Mana Pools National Park is a popular safari area with dramatic landscapes and biodiverse ecosystems. With the Zambezi River to its north and a backdrop of the Zambezi Valley Escarpment to the south, it proves as a formidable stronghold for many species. The pools themselves were once channels of the Zambezi River, remaining behind as oxbow lakes due to geological processes over time.
With Zimbabwe’s largest concentrations of crocodiles and hippos, as well as great numbers of elephants, buffalo and zebra, Mana is a location of the greats. The mighty Zambezi, the forest and its Cathedral of Winterthorns, elephants that raise up on their legs to feast off its pods as well as a healthy predator population all deem it a favoured safari destination, albeit still relatively unknown.
These attributes grant Mana the reputation of a small park with a big soul. However, it’s not only the grandness of the area which lures visitors to its landscapes but the smaller, more delicate side of life within the wilderness. These finer details of nature are what bring the atmosphere and ambience to a destination.
Our professional guides at Hideaways Mana Pools Safari Lodge will endeavour to include all creatures great and small during a game drive or walking safari. Keeping eyes and ears open for members of the big 5, they equally focus on finding the small 5. These are the Buffalo Weaver, Elephant Shrew, Ant Lion, Rhino Beetle and Leopard Tortoise. Mana Pools is home to 4 of the small 5, only missing the presence of the buffalo weaver, however, is proudly home to the below:
Beginning with the smallest member of the small five: the ant lion. Patient like a lion when catching their prey, the tiny yet formidable creature lies camouflaged beneath a conical sand trap, predating on anything that falls within; mainly ants. It lives most of its life underground as the larvae of a bigger winged insect, resembling a dragonfly.

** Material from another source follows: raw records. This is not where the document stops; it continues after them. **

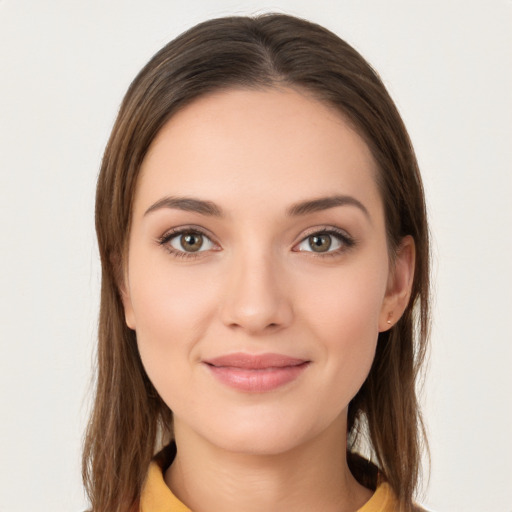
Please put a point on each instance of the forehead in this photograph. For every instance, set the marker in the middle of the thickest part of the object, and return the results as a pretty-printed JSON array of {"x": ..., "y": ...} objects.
[{"x": 272, "y": 145}]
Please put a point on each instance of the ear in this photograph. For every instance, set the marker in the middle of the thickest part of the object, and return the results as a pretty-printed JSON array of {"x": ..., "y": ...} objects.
[{"x": 399, "y": 286}]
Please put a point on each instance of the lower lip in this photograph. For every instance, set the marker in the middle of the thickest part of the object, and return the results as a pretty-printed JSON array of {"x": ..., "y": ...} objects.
[{"x": 257, "y": 381}]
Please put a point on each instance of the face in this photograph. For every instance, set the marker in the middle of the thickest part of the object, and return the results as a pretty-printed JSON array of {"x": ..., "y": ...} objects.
[{"x": 258, "y": 274}]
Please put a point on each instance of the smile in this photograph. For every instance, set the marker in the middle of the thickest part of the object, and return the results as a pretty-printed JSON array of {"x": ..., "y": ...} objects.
[{"x": 256, "y": 373}]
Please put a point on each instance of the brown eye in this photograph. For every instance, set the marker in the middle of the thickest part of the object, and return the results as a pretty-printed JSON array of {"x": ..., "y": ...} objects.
[
  {"x": 190, "y": 241},
  {"x": 326, "y": 242},
  {"x": 320, "y": 243}
]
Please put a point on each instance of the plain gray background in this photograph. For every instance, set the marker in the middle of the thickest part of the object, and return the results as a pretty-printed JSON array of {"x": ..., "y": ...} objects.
[{"x": 65, "y": 65}]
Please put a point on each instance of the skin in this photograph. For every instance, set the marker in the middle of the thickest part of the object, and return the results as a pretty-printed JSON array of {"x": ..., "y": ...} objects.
[{"x": 256, "y": 286}]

Neither an elephant nor a shrew, this animal gets its name from its elongated and flexible nose, akin to an elephant’s trunk. They use their nose to sniff out insects, the staple that feeds their tiny bodies, as well as occasional fruit and nuts. Extremely shy and monogamous, a sighting of this member of the small 5 is extremely rare!
With its proudly protruding horn, it is easy to see why this next member is known as the rhino beetle. They are said to be among the strongest creatures in the world in proportion to their body weight, with some species being able to lift 850 times their own mass! Such body armour and strength certainly honours its namesake; the rhinoceros.
The largest of the small five with the most spectacular markings is the leopard tortoise. Unlike their namesake, the leopard tortoise is a herbivore with a diet made up of mainly grasses and succulents. They are, however, a favourite feed for cats! They retract their bodies into their shells for protection, often winning the fight over the predators’ patience of how to access their meat!
Keep an eye out for the small 5 on your next safari, the more delicate side of nature, requiring the respect of patience and presence.